BeyondSpring Inc. announced new data that translates preclinical proof-of-concept to clinical evidence of plinabulin?s immunomodulating activity. BeyondSpring and MD Anderson presented the data at the Society for Immunotherapy of Cancer's (SITC) 38th Annual Meeting on Nov. 4th in San Diego, CA on an open-label, Phase 1 basket study at The University of Texas MD Anderson Cancer Center in cancer patients after progressing on PD-1, PD-L1 and/or CTLA-4 antibodies (NCT04902040) in six cancer types.

Based on preclinical models, where plinabulin plus radiation and anti-PD-1 antibody enhances dendritic cell (DC) activation, T-cell proliferation, and abscopal effect, a clinical study was initiated to test these findings. At the Phase 1 data cut-off (August 31, 2023), 19 heavily pretreated patients with 6 different cancers were exposed to plinabulin (30 mg/m2) after radiation initiation to an amendable lesion (3-6 hours apart) plus anti-PD-1 antibody, including pembrolizumab or nivolumab. 11 out of 14 patients eligible for efficacy assessment per RECIST criteria and had measurable target lesion responses in the non-irradiated tumor lesion.

Disease control rate evaluates the tumor reduction in non-irradiated tumor to assess abscopal effect from immune agents. 80% DCR (disease control rate) in non-irradiated tumor: In 10 immunotherapy-refractory patients of 6 different cancers (Hodgkin Lymphoma, NSCLC, SCCHN, Merkel Cell Carcinoma, RCC, Fibrolamellar HCC), plinabulin triple combination is safe and yields encouraging response with 80% disease control rate (3 PR, 5 SD, 2 PD). Durable Response in heavily pre-treated patients: 2 Hodgkin?s lymphoma patients who progressed after 12 or 16 prior lines of therapy respectively, had durable responses with one PR and one SD.

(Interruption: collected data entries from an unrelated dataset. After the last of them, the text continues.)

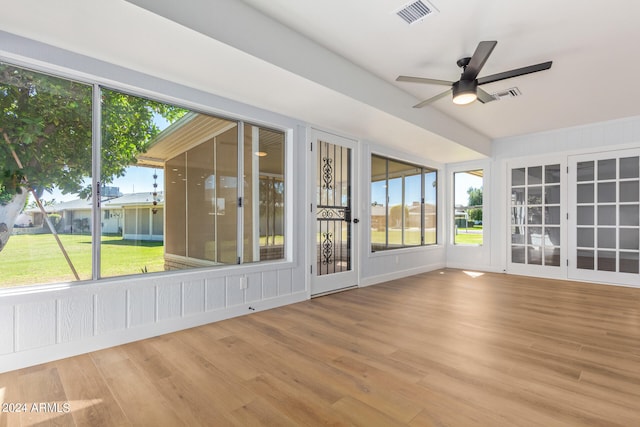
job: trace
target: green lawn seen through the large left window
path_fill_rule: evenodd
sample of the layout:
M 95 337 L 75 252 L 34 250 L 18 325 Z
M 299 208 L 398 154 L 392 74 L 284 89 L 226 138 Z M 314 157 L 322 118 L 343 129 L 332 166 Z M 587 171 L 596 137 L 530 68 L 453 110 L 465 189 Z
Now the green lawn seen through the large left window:
M 60 235 L 80 279 L 91 279 L 91 237 Z M 162 242 L 102 237 L 102 277 L 164 270 Z M 11 236 L 0 252 L 0 287 L 75 280 L 51 234 Z

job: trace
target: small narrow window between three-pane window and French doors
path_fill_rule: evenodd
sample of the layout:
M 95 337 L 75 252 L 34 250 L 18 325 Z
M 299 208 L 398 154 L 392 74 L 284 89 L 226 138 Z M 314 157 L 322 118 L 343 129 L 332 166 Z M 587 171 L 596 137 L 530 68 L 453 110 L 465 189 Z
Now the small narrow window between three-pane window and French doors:
M 482 169 L 453 174 L 453 242 L 456 245 L 482 245 L 483 175 L 484 171 Z

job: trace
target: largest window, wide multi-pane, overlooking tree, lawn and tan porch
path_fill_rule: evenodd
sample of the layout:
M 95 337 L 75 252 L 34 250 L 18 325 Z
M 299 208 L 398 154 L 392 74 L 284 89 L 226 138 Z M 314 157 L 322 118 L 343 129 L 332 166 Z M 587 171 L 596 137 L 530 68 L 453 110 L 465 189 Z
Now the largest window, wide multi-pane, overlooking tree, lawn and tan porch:
M 284 132 L 6 64 L 0 105 L 0 287 L 284 258 Z

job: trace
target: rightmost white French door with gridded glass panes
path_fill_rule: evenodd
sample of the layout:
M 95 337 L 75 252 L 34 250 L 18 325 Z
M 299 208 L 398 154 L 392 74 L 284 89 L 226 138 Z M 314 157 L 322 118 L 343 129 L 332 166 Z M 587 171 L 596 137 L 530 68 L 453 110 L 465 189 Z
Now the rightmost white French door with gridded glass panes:
M 640 150 L 569 157 L 569 277 L 640 286 Z

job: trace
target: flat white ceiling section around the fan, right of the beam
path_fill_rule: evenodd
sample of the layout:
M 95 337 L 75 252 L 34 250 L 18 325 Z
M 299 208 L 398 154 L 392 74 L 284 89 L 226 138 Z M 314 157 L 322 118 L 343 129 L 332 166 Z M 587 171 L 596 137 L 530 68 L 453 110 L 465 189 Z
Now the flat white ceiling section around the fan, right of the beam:
M 498 45 L 480 77 L 552 60 L 549 71 L 482 86 L 489 93 L 517 86 L 521 97 L 433 104 L 491 138 L 640 113 L 637 1 L 433 0 L 439 13 L 411 26 L 394 14 L 408 0 L 243 1 L 417 99 L 443 87 L 397 83 L 398 75 L 455 81 L 456 61 L 481 40 Z

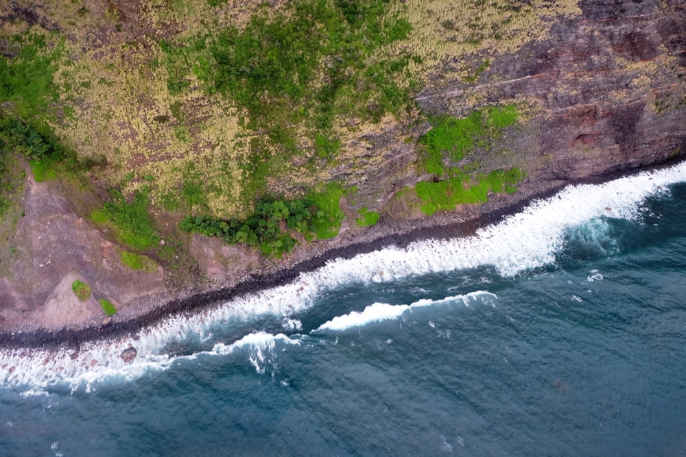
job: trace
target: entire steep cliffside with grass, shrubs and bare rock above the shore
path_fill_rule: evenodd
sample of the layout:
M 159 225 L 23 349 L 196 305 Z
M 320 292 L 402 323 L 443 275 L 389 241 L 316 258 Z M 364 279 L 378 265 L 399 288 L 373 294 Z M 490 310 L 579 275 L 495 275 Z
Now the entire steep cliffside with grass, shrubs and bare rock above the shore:
M 161 316 L 178 299 L 222 297 L 379 243 L 462 234 L 565 184 L 686 154 L 682 2 L 302 6 L 311 3 L 0 7 L 4 115 L 68 150 L 36 182 L 36 158 L 5 148 L 3 332 Z M 312 24 L 310 41 L 298 27 Z M 272 25 L 295 32 L 276 39 Z M 238 66 L 248 35 L 258 41 L 246 49 L 274 46 L 282 73 L 266 55 Z M 282 54 L 288 43 L 314 60 Z M 8 76 L 47 77 L 29 61 L 49 69 L 38 101 Z M 284 75 L 297 84 L 281 84 Z M 444 130 L 447 147 L 436 139 Z M 279 255 L 178 229 L 189 214 L 245 220 L 260 199 L 321 195 L 338 203 L 338 234 L 281 221 L 297 244 Z M 126 238 L 113 214 L 137 201 L 152 232 Z M 71 291 L 77 280 L 91 288 L 84 301 Z

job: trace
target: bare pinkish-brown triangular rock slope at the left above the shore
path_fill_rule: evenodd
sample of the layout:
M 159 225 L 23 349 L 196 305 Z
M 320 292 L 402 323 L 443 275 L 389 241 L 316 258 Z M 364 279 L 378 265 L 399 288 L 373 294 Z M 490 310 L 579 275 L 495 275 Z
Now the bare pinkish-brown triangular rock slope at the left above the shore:
M 97 299 L 115 301 L 119 316 L 126 317 L 155 297 L 167 298 L 162 267 L 148 273 L 124 265 L 123 248 L 78 217 L 54 190 L 27 173 L 24 214 L 10 240 L 14 263 L 0 280 L 1 326 L 60 330 L 97 325 L 104 318 Z M 86 301 L 72 291 L 75 280 L 91 287 Z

These patients continued treatment after data cutoff. DC maturation in responding patients: Plinabulin administered after radiation initiation induces an early systemic immune response (detectable 3 days later) in subsets of peripheral blood DC and monocytes in patients with clinical benefits (PR+SD). Plinabulin mediates GEF-H1-dependent immune activation in responding patients: In patients with PR+SD, tumor scRNAseq analysis indicates GEF-H1-dependent immune activation in subsets of DC and monocyte-derived macrophages.

Such activation was not seen in patients with PD. Additional biomarker analyses at baseline and post-treatment are underway. Phase 1 Study Regimen: All subjects received a triple combo treatment of Radiation Therapy (RT) + Plinabulin + Pembrolizumab or Nivolumab in Cycle 1, followed by the same anti-PD-1 antibody and plinabulin combo regimen in Cycle 2 and beyond until disease progression or development of unacceptable toxicity, withdrawal from study treatment, or discontinuation of this study.

A short course of local consolidative RT was administered in Cycle 1 starting from Day 1. Optional sequential RT may have been administered to target other untreated lesions at discretion of the treating doctor in Cycle 2 of any regimens. Plinabulin was dosed on Day 1 and Day 4 of Cycle 1 of any anti-PD-1 regimen, and if optional RT was given in Cycle 2, Plinabulin was also given on Day 4 of Cycle 2. Plinabulin was given on Day 1 of Cycle 3 and thereafter. Anti-PD-1 antibody was dosed on Day 1 of every treatment cycle (also on Day 15 [Q4W] in case of regimen containing Nivolumab as Anti-PD-1 mAb).

Subjects received the same anti-PD-1/PD-L1 mAb they failed in the prior treatment.